For $x,y,z \in \mathbb{R}^n$ is it true that $\max\{|x_i-z_i|\} \leq \max\{|x_i-y_i|\} + \max\{|y_i-z_i|\}$ for $1 \leq i \leq n$

Question

For $x,y,z \in \mathbb{R}^n$ is it true that $\max\{|x_i-z_i|\} \leq \max\{|x_i-y_i|\} + \max\{|y_i-z_i|\}$ for $1 \leq i \leq n$?

Here I want to use the metric $d(x,y)=|x_1-y_1|+…+|x_n-y_n|$ to prove that the Triangle inequality holds for $d_{max}=\max\{|x_i-y_i|: 1 \leq i \leq n\}$.
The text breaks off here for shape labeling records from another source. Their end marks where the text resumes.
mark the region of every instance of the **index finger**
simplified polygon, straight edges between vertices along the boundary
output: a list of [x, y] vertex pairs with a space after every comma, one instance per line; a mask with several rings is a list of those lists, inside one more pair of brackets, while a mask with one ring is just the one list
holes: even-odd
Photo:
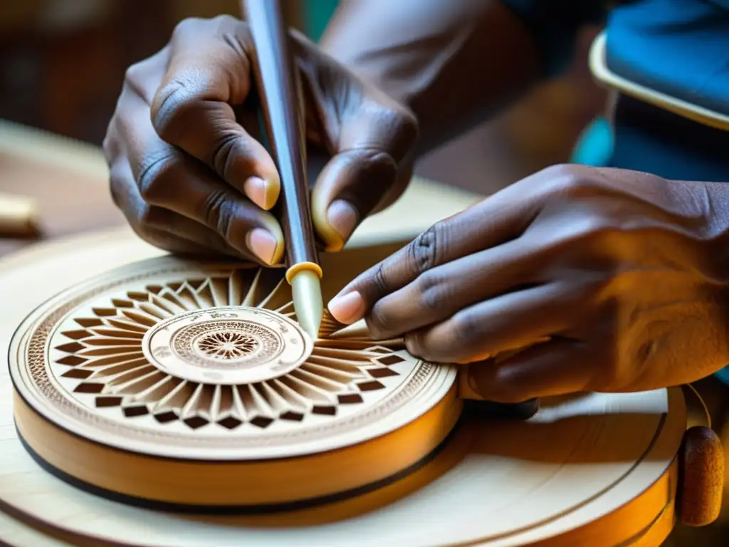
[[164, 141], [269, 209], [280, 193], [278, 172], [263, 145], [238, 123], [233, 110], [251, 88], [249, 41], [242, 22], [230, 16], [181, 23], [173, 34], [167, 71], [151, 114]]
[[531, 224], [543, 193], [544, 174], [532, 175], [432, 226], [402, 249], [358, 276], [329, 303], [335, 319], [350, 324], [378, 300], [429, 270], [519, 237]]

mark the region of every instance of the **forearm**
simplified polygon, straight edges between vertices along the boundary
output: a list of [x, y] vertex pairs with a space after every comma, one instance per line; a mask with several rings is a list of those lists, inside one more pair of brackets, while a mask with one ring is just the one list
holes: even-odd
[[424, 153], [553, 74], [553, 58], [569, 56], [586, 18], [585, 4], [594, 4], [344, 0], [321, 44], [412, 109], [420, 123], [418, 152]]

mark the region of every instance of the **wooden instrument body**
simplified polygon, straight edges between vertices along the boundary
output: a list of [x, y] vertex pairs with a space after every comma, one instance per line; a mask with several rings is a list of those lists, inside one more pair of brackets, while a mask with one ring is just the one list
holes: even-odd
[[[341, 255], [343, 279], [404, 242], [372, 233]], [[29, 311], [68, 287], [161, 254], [122, 230], [7, 260], [0, 280], [12, 305], [0, 321], [2, 339], [7, 344]], [[7, 538], [0, 535], [6, 540], [46, 529], [46, 536], [52, 532], [71, 545], [659, 545], [677, 519], [677, 457], [687, 425], [678, 388], [544, 401], [526, 422], [467, 416], [416, 473], [333, 505], [178, 517], [95, 497], [42, 470], [13, 427], [5, 370], [0, 383], [0, 527], [12, 523]]]

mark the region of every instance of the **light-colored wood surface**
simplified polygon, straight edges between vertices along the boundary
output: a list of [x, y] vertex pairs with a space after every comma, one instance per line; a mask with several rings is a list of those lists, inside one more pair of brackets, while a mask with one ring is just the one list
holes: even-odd
[[[324, 257], [325, 295], [370, 265], [357, 255]], [[98, 260], [93, 248], [87, 257]], [[217, 358], [200, 345], [230, 349], [233, 335], [247, 352]], [[85, 482], [166, 503], [359, 488], [417, 463], [460, 414], [455, 367], [413, 357], [402, 339], [375, 341], [356, 325], [309, 338], [283, 268], [130, 264], [37, 308], [10, 354], [15, 422], [36, 454]]]
[[[12, 193], [35, 195], [42, 201], [44, 200], [45, 205], [42, 207], [42, 213], [44, 214], [45, 225], [48, 227], [48, 229], [46, 230], [46, 238], [52, 239], [66, 234], [98, 229], [108, 225], [123, 225], [124, 224], [123, 218], [116, 211], [111, 203], [106, 186], [106, 166], [104, 163], [100, 151], [95, 148], [69, 141], [66, 139], [58, 139], [53, 136], [44, 134], [34, 130], [17, 128], [0, 123], [0, 174], [3, 174], [2, 182], [0, 182], [0, 191], [9, 191]], [[6, 176], [7, 174], [12, 174], [13, 176], [8, 177]], [[65, 181], [63, 185], [60, 187], [57, 184], [59, 179]], [[425, 181], [416, 181], [416, 184], [408, 192], [408, 198], [415, 200], [415, 201], [411, 203], [416, 204], [416, 210], [431, 210], [430, 208], [432, 208], [436, 212], [440, 211], [443, 212], [442, 215], [439, 215], [436, 212], [429, 219], [426, 216], [425, 219], [426, 222], [434, 221], [437, 220], [439, 216], [448, 216], [453, 214], [477, 199], [477, 196], [475, 195], [467, 194], [459, 190], [443, 187], [436, 183]], [[87, 199], [84, 199], [84, 198]], [[398, 222], [403, 220], [402, 216], [399, 214], [402, 210], [391, 209], [389, 212], [392, 215], [391, 217], [391, 219], [397, 220]], [[383, 214], [387, 214], [387, 212]], [[412, 222], [409, 221], [409, 218], [405, 218], [405, 224], [410, 224], [410, 231], [411, 233], [423, 229], [422, 226], [418, 225], [417, 220]], [[375, 240], [379, 238], [387, 238], [389, 234], [387, 233], [388, 230], [386, 228], [378, 228], [377, 225], [375, 225], [376, 223], [374, 222], [368, 221], [368, 222], [373, 225], [371, 233], [374, 235]], [[126, 231], [122, 230], [118, 234], [123, 235]], [[366, 236], [366, 230], [364, 231]], [[112, 257], [112, 260], [108, 265], [109, 267], [112, 267], [114, 265], [113, 260], [114, 253], [112, 249], [114, 248], [113, 242], [117, 240], [118, 234], [116, 231], [112, 230], [111, 233], [101, 233], [95, 236], [90, 236], [83, 239], [83, 244], [90, 247], [105, 248], [106, 250], [100, 255], [99, 260], [104, 260]], [[366, 239], [367, 238], [365, 238]], [[139, 244], [139, 242], [136, 242], [136, 253], [139, 253], [139, 247], [136, 247]], [[369, 242], [365, 241], [362, 244], [369, 244]], [[46, 245], [48, 245], [48, 244], [46, 244]], [[17, 249], [28, 246], [28, 242], [25, 241], [0, 241], [0, 255], [6, 253], [9, 250]], [[77, 253], [81, 250], [79, 249], [79, 241], [73, 240], [59, 241], [50, 244], [50, 247], [34, 247], [31, 245], [31, 248], [27, 251], [16, 254], [0, 262], [0, 275], [7, 273], [10, 270], [15, 270], [16, 268], [22, 270], [23, 274], [26, 276], [26, 281], [29, 284], [41, 287], [40, 296], [43, 298], [42, 287], [44, 287], [44, 282], [47, 279], [52, 279], [52, 276], [49, 276], [52, 272], [61, 271], [67, 267], [68, 264], [74, 263], [74, 260], [79, 257]], [[356, 241], [353, 243], [353, 246], [357, 246]], [[139, 254], [139, 257], [157, 256], [159, 255], [159, 252], [157, 249], [144, 246], [144, 244], [142, 244], [142, 247], [144, 249]], [[123, 252], [123, 246], [120, 249], [120, 251]], [[370, 252], [370, 251], [364, 248], [361, 249], [361, 252], [367, 254]], [[65, 257], [65, 260], [57, 260], [52, 265], [47, 265], [46, 267], [42, 268], [42, 271], [37, 266], [34, 265], [39, 263], [38, 260], [47, 257], [49, 255], [62, 255]], [[101, 267], [101, 265], [99, 266]], [[98, 271], [103, 271], [103, 268], [98, 270]], [[90, 272], [90, 275], [93, 274], [93, 273]], [[9, 291], [7, 294], [12, 294], [12, 291], [15, 290], [17, 290], [17, 287], [5, 287], [5, 290]], [[50, 293], [47, 293], [47, 295], [50, 296]], [[28, 311], [29, 310], [26, 310], [26, 311]], [[710, 408], [713, 409], [712, 413], [720, 413], [715, 414], [716, 416], [721, 416], [722, 414], [720, 413], [723, 411], [722, 409], [725, 409], [725, 405], [720, 404], [722, 397], [725, 399], [725, 395], [722, 395], [721, 393], [725, 394], [725, 387], [717, 381], [709, 382], [707, 385], [709, 385], [709, 388], [711, 388], [709, 389], [708, 392], [711, 400], [714, 401], [715, 400], [718, 401], [716, 404], [712, 404], [710, 401]], [[700, 390], [702, 390], [702, 392], [705, 391], [701, 387]], [[4, 397], [0, 397], [0, 403], [2, 402], [3, 399]], [[7, 404], [7, 401], [5, 403]], [[727, 429], [727, 430], [729, 430], [729, 428], [723, 427], [721, 424], [722, 423], [724, 422], [720, 422], [718, 427], [720, 429]], [[0, 426], [0, 435], [7, 434], [6, 432], [7, 430], [7, 426]], [[527, 432], [526, 434], [528, 435], [529, 433]], [[722, 438], [729, 438], [729, 435], [722, 435]], [[457, 459], [458, 458], [456, 459]], [[0, 451], [0, 465], [3, 468], [7, 468], [9, 466], [8, 461], [7, 454]], [[21, 470], [16, 468], [12, 472], [0, 476], [0, 485], [7, 484], [7, 481], [9, 478], [15, 483], [16, 477], [15, 471], [20, 472], [20, 475], [23, 476], [28, 470], [33, 469], [34, 465], [34, 464], [26, 462], [25, 464], [26, 467], [24, 468], [25, 471], [21, 471]], [[441, 467], [443, 467], [443, 464], [441, 464]], [[445, 465], [445, 468], [450, 468], [451, 467], [450, 463]], [[636, 521], [643, 521], [643, 517], [650, 513], [650, 510], [647, 510], [646, 504], [647, 504], [649, 509], [652, 509], [656, 505], [656, 499], [660, 498], [660, 500], [665, 500], [666, 493], [667, 492], [670, 492], [671, 489], [674, 487], [675, 483], [677, 481], [677, 476], [674, 474], [675, 473], [675, 466], [671, 468], [671, 469], [674, 470], [664, 473], [658, 481], [653, 483], [651, 488], [643, 493], [643, 495], [634, 497], [631, 503], [623, 505], [618, 511], [610, 513], [609, 516], [610, 518], [604, 518], [594, 521], [593, 524], [596, 524], [597, 527], [594, 525], [593, 526], [591, 529], [592, 533], [597, 535], [592, 537], [595, 538], [596, 541], [590, 544], [600, 545], [600, 539], [606, 540], [606, 538], [611, 537], [610, 535], [604, 535], [598, 533], [598, 531], [601, 528], [607, 527], [608, 532], [615, 532], [616, 530], [618, 530], [622, 533], [625, 530], [625, 527], [622, 524], [623, 519], [630, 520], [631, 518], [635, 517], [637, 519]], [[471, 468], [469, 468], [466, 472], [469, 473], [470, 470]], [[442, 472], [443, 469], [439, 473]], [[432, 473], [432, 471], [429, 473]], [[435, 473], [433, 475], [437, 476], [438, 473]], [[66, 489], [66, 492], [74, 492], [73, 489], [66, 487], [63, 484], [59, 484], [57, 479], [47, 477], [42, 473], [37, 476], [29, 477], [28, 479], [30, 481], [30, 486], [27, 488], [26, 493], [28, 497], [31, 505], [36, 503], [42, 503], [44, 500], [47, 501], [49, 500], [48, 491], [44, 489], [48, 485], [52, 485], [52, 488], [58, 486], [62, 489]], [[424, 486], [428, 482], [428, 478], [423, 478], [421, 474], [410, 479], [410, 482], [417, 483], [415, 486], [408, 481], [405, 481], [404, 482], [408, 484], [401, 484], [401, 487], [407, 491], [409, 488], [417, 488]], [[426, 489], [427, 490], [427, 489]], [[385, 502], [386, 502], [388, 495], [392, 498], [397, 498], [401, 494], [401, 492], [395, 494], [385, 492], [383, 493], [383, 497]], [[84, 496], [82, 496], [82, 497]], [[652, 498], [652, 496], [658, 496], [658, 498]], [[3, 495], [0, 495], [0, 500], [2, 500], [0, 502], [0, 506], [1, 506], [2, 503], [4, 503], [4, 497]], [[443, 515], [449, 515], [454, 511], [458, 511], [461, 507], [467, 505], [467, 499], [465, 500], [459, 499], [456, 503], [452, 503], [450, 507], [445, 509]], [[53, 503], [55, 503], [55, 502]], [[352, 510], [351, 508], [349, 509], [356, 513], [361, 511], [362, 508], [367, 507], [368, 504], [370, 506], [377, 506], [381, 505], [383, 503], [383, 499], [371, 499], [365, 497], [359, 500], [359, 505], [356, 509]], [[130, 525], [138, 526], [139, 524], [139, 522], [136, 521], [133, 516], [130, 516], [128, 508], [107, 503], [106, 502], [95, 499], [87, 499], [85, 503], [86, 505], [84, 503], [79, 505], [78, 500], [75, 497], [73, 497], [72, 501], [64, 500], [61, 503], [61, 505], [66, 504], [61, 513], [54, 513], [53, 514], [46, 515], [45, 516], [50, 521], [51, 528], [53, 529], [52, 533], [49, 532], [50, 535], [42, 534], [38, 531], [42, 527], [42, 523], [36, 521], [32, 525], [28, 524], [22, 520], [10, 517], [6, 513], [0, 511], [0, 538], [9, 543], [11, 545], [20, 546], [20, 547], [25, 547], [25, 546], [28, 546], [29, 547], [46, 547], [46, 546], [48, 546], [48, 547], [57, 547], [58, 546], [71, 544], [93, 545], [95, 547], [101, 545], [97, 540], [93, 540], [90, 543], [88, 541], [84, 542], [78, 537], [73, 538], [73, 535], [66, 535], [65, 540], [62, 540], [53, 538], [51, 535], [57, 535], [60, 533], [60, 529], [58, 527], [54, 528], [54, 527], [57, 527], [58, 524], [65, 522], [66, 519], [71, 519], [73, 520], [75, 518], [77, 521], [85, 521], [87, 520], [83, 516], [85, 514], [88, 514], [89, 518], [95, 519], [97, 518], [99, 511], [101, 511], [102, 513], [104, 513], [104, 511], [102, 511], [104, 508], [106, 508], [109, 513], [106, 516], [98, 517], [101, 518], [102, 520], [108, 518], [109, 514], [113, 514], [115, 511], [119, 511], [120, 513], [126, 515], [127, 517], [130, 519], [129, 521], [125, 521], [130, 523]], [[456, 508], [454, 509], [454, 507]], [[90, 508], [91, 509], [90, 511], [89, 511]], [[5, 506], [3, 508], [7, 508]], [[343, 514], [346, 513], [346, 511], [342, 509], [341, 513]], [[487, 511], [487, 514], [492, 514], [491, 510]], [[451, 525], [458, 526], [457, 522], [451, 523], [447, 518], [443, 517], [443, 515], [438, 514], [434, 516], [432, 515], [429, 518], [440, 519], [438, 522], [441, 527], [448, 528]], [[170, 524], [170, 521], [165, 521], [161, 516], [159, 518], [161, 519], [160, 522], [165, 523], [163, 526]], [[429, 517], [426, 516], [423, 518]], [[480, 515], [479, 518], [483, 519], [483, 515]], [[673, 526], [674, 518], [675, 513], [673, 505], [668, 503], [665, 507], [664, 511], [655, 519], [653, 524], [650, 527], [649, 532], [643, 535], [642, 539], [637, 539], [634, 544], [642, 546], [660, 544], [662, 538], [668, 534], [668, 530]], [[617, 520], [615, 520], [616, 519]], [[124, 519], [122, 520], [123, 521]], [[106, 521], [104, 521], [106, 522]], [[146, 529], [146, 526], [147, 524], [144, 524], [141, 527]], [[416, 528], [417, 526], [416, 524]], [[712, 532], [712, 529], [714, 530], [713, 532]], [[703, 529], [679, 529], [677, 531], [679, 533], [673, 535], [672, 538], [669, 540], [669, 543], [671, 547], [679, 547], [682, 545], [695, 545], [697, 544], [697, 540], [692, 538], [699, 538], [698, 540], [701, 543], [698, 544], [706, 545], [707, 547], [709, 545], [714, 545], [714, 543], [712, 542], [717, 540], [719, 540], [719, 543], [716, 544], [721, 545], [723, 543], [721, 538], [725, 538], [725, 535], [722, 535], [721, 529], [720, 526], [718, 528], [714, 526]], [[204, 536], [204, 532], [203, 532], [203, 535]], [[209, 540], [209, 537], [208, 539]], [[562, 540], [564, 539], [563, 538]], [[560, 542], [561, 540], [558, 540], [555, 544], [572, 544], [569, 541], [566, 541], [566, 543]], [[208, 541], [203, 544], [209, 545], [210, 543]], [[256, 543], [249, 543], [247, 544]], [[378, 544], [381, 544], [381, 542], [378, 542]], [[432, 543], [429, 543], [427, 541], [425, 541], [423, 544], [432, 544]], [[494, 543], [488, 544], [491, 545]], [[577, 544], [584, 543], [578, 542]]]
[[[15, 306], [0, 321], [0, 338], [7, 345], [27, 311], [68, 286], [158, 254], [130, 230], [121, 230], [60, 241], [8, 259], [0, 268], [0, 281]], [[49, 278], [44, 274], [48, 271], [63, 274]], [[35, 290], [24, 290], [28, 287]], [[0, 499], [28, 519], [122, 544], [564, 545], [570, 538], [585, 538], [590, 545], [612, 546], [618, 539], [640, 536], [672, 511], [674, 457], [686, 423], [677, 389], [547, 401], [527, 422], [471, 422], [461, 433], [462, 451], [445, 457], [455, 462], [437, 459], [410, 478], [422, 487], [405, 497], [383, 489], [348, 505], [303, 513], [200, 521], [106, 501], [41, 470], [17, 441], [10, 386], [3, 374]], [[403, 487], [400, 483], [393, 488]], [[358, 515], [363, 505], [373, 510]], [[343, 515], [350, 518], [303, 526]], [[282, 521], [288, 527], [278, 527]], [[568, 535], [560, 538], [564, 534]], [[596, 543], [598, 538], [605, 543]]]

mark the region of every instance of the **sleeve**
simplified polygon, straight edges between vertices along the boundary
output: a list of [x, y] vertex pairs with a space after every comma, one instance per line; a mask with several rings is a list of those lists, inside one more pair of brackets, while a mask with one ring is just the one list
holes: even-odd
[[502, 0], [519, 18], [542, 55], [545, 75], [563, 71], [572, 59], [580, 28], [603, 25], [605, 0]]

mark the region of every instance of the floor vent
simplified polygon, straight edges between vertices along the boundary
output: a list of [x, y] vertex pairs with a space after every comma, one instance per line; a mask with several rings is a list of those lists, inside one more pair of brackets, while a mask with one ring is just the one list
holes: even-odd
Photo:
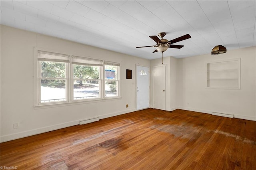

Since $d$ is a metric on $\mathbb{R}^n$ we have that for any $x,y,z \in \mathbb{R}^n$, $d(x,z)\leq d(x,y)+d(y,z)$. Then for $1 \leq i \leq n$ we have,
$$|x_i-z_i| \leq |x_i-y_i|+|y_i-z_i|$$

I am having trouble explicitly linking this statement to the desired result. In other words, precisely why does this inequality still hold when we take the maximum of the sets over $i$?

Answer 1

For each $i$ thanks to the triangular inequality you have $$|x_{i}-z_{i}| \leq |x_{i}-y_{i}|+|y_{i}-z_{i}|.$$ Now, note that $|x_{i}-y_{i}| \leq \max \{ |x_{i}-y_{i}| \}$, and $|y_{i}-z_{i}| \leq \max \{ |y_{i}-z_{i}| \}$. Hence, $$ |x_{i}-z_{i}| \leq \max \{ |x_{i}-y_{i}| \} +\max \{ |y_{i}-z_{i}| \}.$$ Now take the maximum in this expression to obtain the desire inequality.